第185話 テナータイトで合流

 ポーション類を納品してレナントの町を後にした私達は、まっすぐテナータイトへやって来た。

 エクヴァル達とはすぐに合流出来て、今は宿。その一室で、レナントで会ったカジミール・マチスという商人と、ケットシーのフェベの話を報告している所。


「カジミール・マチス。存じ上げておりますわ。ルフォントスの皇室にも良質な麦を献上している、あの付近では有名な商会です」

 幾つもの商会を傘下に置く立派な人物で、彼が取り仕切っている本店は主に食料品を取り扱う。

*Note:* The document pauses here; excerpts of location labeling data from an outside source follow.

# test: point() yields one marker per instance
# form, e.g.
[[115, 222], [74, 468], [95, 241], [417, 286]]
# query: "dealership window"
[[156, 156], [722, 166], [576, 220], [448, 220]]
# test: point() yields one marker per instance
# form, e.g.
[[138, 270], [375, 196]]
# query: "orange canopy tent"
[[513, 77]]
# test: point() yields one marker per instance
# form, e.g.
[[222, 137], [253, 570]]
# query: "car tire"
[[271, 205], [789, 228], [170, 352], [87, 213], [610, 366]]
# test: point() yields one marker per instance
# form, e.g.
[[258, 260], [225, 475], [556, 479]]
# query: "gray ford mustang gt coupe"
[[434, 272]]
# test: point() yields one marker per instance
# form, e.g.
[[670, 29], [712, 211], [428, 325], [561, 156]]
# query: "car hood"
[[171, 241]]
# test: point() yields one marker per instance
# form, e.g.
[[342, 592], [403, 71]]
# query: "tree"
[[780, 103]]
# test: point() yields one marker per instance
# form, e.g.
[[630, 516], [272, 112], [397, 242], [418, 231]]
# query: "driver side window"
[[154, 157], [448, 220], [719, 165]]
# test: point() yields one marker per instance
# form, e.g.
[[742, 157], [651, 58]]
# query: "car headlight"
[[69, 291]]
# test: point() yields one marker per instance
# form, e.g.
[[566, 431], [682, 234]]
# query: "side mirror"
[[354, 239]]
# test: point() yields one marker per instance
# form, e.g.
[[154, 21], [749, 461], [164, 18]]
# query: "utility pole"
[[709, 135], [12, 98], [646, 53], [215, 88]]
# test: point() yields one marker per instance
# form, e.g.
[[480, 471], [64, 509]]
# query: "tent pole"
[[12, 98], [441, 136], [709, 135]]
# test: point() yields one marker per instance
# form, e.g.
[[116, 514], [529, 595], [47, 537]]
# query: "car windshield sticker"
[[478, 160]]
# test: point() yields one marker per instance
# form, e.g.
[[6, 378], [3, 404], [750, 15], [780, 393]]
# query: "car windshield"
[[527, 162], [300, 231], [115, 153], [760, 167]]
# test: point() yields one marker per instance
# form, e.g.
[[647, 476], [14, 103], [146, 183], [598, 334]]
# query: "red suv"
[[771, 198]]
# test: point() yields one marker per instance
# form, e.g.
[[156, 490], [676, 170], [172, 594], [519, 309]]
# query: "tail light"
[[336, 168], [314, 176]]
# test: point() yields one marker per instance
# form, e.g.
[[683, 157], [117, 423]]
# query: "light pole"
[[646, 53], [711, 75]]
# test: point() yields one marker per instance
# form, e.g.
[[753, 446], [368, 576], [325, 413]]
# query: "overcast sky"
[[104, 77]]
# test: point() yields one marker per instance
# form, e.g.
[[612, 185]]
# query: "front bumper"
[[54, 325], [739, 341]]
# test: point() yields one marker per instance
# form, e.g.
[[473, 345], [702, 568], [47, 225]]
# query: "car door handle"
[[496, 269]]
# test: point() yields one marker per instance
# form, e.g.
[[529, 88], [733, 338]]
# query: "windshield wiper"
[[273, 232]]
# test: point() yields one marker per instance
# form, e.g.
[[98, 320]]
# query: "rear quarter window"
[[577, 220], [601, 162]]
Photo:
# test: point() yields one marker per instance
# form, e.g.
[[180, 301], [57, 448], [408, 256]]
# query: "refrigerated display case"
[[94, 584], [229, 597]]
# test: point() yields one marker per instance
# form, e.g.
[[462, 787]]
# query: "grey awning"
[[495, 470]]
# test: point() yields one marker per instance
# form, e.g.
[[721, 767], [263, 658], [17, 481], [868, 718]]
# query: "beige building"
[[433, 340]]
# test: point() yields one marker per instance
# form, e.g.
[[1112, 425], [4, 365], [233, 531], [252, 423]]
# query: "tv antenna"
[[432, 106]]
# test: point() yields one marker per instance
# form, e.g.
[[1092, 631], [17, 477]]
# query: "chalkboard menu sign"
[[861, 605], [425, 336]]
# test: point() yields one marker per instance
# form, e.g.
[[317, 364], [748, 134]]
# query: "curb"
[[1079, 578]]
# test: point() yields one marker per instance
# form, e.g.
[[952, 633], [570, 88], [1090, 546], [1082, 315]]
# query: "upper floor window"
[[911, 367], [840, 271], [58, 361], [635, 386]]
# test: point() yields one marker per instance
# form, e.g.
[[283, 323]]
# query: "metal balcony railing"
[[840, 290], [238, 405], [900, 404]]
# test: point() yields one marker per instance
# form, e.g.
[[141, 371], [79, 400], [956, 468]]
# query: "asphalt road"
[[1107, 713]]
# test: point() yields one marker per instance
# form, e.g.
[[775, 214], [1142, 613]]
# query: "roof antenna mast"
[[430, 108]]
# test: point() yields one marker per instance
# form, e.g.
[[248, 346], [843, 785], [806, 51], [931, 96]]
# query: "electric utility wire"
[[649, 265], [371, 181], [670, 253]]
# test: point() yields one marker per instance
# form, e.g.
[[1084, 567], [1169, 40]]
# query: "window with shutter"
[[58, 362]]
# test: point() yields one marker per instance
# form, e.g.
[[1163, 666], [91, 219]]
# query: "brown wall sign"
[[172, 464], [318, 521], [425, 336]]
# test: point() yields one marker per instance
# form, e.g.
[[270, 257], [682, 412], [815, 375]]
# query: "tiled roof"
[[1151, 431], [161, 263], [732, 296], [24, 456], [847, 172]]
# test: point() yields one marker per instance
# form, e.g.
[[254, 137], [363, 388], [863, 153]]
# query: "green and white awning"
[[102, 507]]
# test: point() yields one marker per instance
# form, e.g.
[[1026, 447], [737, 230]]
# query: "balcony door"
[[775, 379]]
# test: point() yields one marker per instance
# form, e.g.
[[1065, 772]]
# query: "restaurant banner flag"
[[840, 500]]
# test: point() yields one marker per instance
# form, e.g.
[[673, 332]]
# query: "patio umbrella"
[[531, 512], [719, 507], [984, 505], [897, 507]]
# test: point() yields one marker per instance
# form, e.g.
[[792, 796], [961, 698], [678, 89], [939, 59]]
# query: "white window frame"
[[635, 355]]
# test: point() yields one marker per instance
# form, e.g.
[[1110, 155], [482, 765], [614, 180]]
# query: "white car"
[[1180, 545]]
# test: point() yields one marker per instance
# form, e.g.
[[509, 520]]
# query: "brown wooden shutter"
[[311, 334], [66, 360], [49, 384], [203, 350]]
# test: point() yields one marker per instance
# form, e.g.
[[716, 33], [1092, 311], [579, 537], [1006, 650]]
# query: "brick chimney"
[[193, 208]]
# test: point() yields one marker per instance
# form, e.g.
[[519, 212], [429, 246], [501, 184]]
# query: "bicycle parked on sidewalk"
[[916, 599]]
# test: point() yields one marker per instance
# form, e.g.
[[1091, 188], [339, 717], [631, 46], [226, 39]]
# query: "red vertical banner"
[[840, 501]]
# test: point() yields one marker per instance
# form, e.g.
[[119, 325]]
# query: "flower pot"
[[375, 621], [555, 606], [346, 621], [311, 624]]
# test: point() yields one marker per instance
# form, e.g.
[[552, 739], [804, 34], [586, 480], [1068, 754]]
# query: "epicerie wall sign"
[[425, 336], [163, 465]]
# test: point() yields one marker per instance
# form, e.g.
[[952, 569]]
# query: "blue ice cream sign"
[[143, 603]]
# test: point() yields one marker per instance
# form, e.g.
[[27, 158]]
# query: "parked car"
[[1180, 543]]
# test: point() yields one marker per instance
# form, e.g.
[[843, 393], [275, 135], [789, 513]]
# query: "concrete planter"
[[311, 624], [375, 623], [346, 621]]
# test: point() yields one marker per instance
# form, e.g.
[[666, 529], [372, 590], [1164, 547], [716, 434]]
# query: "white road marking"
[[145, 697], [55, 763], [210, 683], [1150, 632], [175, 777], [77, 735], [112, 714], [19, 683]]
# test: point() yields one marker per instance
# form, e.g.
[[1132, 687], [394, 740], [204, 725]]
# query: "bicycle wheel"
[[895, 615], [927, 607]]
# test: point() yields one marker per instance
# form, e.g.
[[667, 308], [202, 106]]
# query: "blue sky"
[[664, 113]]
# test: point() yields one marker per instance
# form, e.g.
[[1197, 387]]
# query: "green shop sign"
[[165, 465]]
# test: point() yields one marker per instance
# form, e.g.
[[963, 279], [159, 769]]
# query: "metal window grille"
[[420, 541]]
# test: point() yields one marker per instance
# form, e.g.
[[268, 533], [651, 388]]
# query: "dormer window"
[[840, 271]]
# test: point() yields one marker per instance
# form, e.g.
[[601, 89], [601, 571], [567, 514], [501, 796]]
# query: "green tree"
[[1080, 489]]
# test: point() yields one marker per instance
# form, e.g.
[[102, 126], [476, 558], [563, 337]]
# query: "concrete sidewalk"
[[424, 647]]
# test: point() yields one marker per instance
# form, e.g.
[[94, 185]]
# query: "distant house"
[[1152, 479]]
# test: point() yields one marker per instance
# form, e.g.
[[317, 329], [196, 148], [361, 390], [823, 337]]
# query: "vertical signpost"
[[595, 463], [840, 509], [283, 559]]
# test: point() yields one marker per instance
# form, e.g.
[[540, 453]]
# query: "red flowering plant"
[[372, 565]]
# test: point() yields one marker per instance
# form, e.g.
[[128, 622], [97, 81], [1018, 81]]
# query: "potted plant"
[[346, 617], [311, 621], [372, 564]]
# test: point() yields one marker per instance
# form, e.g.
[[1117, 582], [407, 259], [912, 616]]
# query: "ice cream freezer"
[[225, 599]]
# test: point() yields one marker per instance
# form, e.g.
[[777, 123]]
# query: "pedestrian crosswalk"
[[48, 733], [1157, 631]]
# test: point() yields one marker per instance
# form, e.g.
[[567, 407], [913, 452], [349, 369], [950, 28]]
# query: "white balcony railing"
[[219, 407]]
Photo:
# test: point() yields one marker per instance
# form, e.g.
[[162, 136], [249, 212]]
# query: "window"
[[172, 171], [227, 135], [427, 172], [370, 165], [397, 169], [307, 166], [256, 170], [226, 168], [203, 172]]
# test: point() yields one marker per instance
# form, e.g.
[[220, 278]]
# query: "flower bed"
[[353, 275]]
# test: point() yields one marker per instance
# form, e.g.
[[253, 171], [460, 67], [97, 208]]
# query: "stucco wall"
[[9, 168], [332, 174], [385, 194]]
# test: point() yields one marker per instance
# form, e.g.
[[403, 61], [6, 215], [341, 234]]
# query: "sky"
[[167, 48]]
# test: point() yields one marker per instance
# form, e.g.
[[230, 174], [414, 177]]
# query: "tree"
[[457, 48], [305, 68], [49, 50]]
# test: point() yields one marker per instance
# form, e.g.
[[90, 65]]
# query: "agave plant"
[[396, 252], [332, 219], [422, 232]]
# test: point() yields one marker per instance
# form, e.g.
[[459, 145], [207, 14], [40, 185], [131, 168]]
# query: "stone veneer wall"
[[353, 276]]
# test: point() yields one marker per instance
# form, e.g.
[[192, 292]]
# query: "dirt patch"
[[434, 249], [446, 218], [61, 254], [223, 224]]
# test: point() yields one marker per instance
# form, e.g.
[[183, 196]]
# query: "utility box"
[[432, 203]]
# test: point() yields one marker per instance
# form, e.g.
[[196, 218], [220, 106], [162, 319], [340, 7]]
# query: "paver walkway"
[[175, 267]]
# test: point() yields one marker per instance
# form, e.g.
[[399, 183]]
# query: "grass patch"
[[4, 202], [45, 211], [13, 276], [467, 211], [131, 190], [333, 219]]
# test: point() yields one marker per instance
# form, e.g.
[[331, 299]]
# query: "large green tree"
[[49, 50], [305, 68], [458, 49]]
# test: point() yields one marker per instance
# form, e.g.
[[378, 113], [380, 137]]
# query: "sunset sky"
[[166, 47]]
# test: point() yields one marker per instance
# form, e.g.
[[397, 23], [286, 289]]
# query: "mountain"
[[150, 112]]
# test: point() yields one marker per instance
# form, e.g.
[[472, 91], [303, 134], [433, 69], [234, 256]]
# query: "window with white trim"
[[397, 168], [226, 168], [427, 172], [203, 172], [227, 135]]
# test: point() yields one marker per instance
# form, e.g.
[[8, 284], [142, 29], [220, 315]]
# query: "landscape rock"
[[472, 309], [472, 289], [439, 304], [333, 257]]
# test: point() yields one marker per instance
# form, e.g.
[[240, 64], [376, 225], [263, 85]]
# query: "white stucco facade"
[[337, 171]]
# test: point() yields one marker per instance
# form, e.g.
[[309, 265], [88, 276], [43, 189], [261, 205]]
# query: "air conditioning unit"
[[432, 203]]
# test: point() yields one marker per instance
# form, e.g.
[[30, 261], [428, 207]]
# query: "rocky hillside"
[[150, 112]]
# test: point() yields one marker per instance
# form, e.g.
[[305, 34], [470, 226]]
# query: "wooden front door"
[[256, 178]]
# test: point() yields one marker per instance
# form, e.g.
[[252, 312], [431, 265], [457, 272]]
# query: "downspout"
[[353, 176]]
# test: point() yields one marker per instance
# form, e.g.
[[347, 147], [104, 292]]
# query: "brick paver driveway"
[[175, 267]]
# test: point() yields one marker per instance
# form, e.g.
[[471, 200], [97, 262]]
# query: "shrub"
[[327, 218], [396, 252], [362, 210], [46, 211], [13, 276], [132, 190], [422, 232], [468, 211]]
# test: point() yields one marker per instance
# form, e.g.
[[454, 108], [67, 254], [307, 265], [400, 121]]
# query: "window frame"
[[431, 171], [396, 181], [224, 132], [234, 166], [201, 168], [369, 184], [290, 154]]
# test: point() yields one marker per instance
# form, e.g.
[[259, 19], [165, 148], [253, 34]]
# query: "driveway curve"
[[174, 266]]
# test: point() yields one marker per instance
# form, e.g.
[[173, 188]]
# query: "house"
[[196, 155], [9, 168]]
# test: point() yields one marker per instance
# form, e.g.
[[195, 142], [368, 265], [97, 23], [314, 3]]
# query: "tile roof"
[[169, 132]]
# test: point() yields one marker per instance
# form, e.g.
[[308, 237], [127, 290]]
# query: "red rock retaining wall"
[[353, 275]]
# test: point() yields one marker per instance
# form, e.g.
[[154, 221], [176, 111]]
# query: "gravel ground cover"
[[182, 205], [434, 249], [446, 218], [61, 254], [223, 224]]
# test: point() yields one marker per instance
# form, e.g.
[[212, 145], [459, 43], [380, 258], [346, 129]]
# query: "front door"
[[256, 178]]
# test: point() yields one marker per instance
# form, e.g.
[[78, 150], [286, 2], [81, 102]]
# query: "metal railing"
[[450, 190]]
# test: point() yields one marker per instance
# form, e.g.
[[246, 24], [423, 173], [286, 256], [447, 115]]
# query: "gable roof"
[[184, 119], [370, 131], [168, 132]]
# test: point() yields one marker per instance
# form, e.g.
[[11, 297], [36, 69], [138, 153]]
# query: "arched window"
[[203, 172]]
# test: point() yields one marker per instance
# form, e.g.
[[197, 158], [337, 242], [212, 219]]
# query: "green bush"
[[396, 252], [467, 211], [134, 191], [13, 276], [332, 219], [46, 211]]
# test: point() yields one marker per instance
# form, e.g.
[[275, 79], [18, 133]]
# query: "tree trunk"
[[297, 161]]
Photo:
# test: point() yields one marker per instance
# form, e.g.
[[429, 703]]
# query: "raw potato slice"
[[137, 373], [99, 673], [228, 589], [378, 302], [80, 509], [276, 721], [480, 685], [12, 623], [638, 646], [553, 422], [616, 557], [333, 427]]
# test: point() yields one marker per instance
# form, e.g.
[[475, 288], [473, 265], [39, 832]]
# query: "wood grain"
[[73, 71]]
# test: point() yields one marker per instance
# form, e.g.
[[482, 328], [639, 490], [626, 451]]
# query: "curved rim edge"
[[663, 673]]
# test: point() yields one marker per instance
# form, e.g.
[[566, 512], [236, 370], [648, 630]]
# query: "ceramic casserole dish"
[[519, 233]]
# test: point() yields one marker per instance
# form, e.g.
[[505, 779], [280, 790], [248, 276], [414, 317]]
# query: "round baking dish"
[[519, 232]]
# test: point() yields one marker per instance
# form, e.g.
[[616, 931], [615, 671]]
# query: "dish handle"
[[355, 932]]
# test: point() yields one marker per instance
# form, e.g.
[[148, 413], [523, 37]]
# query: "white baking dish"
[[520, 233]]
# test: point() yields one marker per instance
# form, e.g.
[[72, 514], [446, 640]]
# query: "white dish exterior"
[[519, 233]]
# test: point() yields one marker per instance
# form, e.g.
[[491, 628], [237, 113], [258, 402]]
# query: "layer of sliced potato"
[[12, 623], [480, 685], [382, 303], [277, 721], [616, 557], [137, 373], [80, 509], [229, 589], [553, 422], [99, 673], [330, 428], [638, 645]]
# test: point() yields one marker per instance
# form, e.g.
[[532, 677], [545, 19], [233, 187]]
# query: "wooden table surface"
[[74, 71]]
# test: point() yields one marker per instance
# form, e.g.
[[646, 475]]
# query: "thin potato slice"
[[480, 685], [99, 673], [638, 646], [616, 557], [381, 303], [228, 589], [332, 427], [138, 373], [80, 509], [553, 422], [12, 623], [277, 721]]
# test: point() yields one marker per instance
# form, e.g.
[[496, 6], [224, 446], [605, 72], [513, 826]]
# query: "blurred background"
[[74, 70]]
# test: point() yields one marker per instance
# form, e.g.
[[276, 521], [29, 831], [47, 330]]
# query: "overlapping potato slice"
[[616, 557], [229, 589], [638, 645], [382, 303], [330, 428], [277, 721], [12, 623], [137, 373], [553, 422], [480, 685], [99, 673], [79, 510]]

特に麦は質が良くて、貴族や皇室、上流階級の間でとても人気。

 だから彼は、ルフォントスの王宮なんかにも出入りが許されている。

「その方がルフォントスの宮殿で、ある方からロゼッタさんの暗殺計画があるから気を付けてと教えられ、急ぎサンパニルへ知らせたそうです。誰かは教えられないと。そして護衛の一人だけが生きて戻り、その後消息を絶たれていてしまったので、サンパニルのご両親はとても心配されているとか」

「……どの勢力にも味方されない方ですけど、敵と通じてなどいないと思います。心を痛めて下さっていたのね……」


「ベリアル殿も敵ではないだろうと判断されたので、無事だとお伝えさせて頂きました。とても安心していらっしゃいましたよ。それでこれを……」

 私は彼から預かった書状を出した。

 なんと、マチス商会の会頭として、私達に協力するようにと書かれている。これを見せれば、彼の傘下の商会でいろいろと融通してくれるらしい。これから土地勘がない場所に行くんだし、安心して頼れる協力者がいるのって助かるよね。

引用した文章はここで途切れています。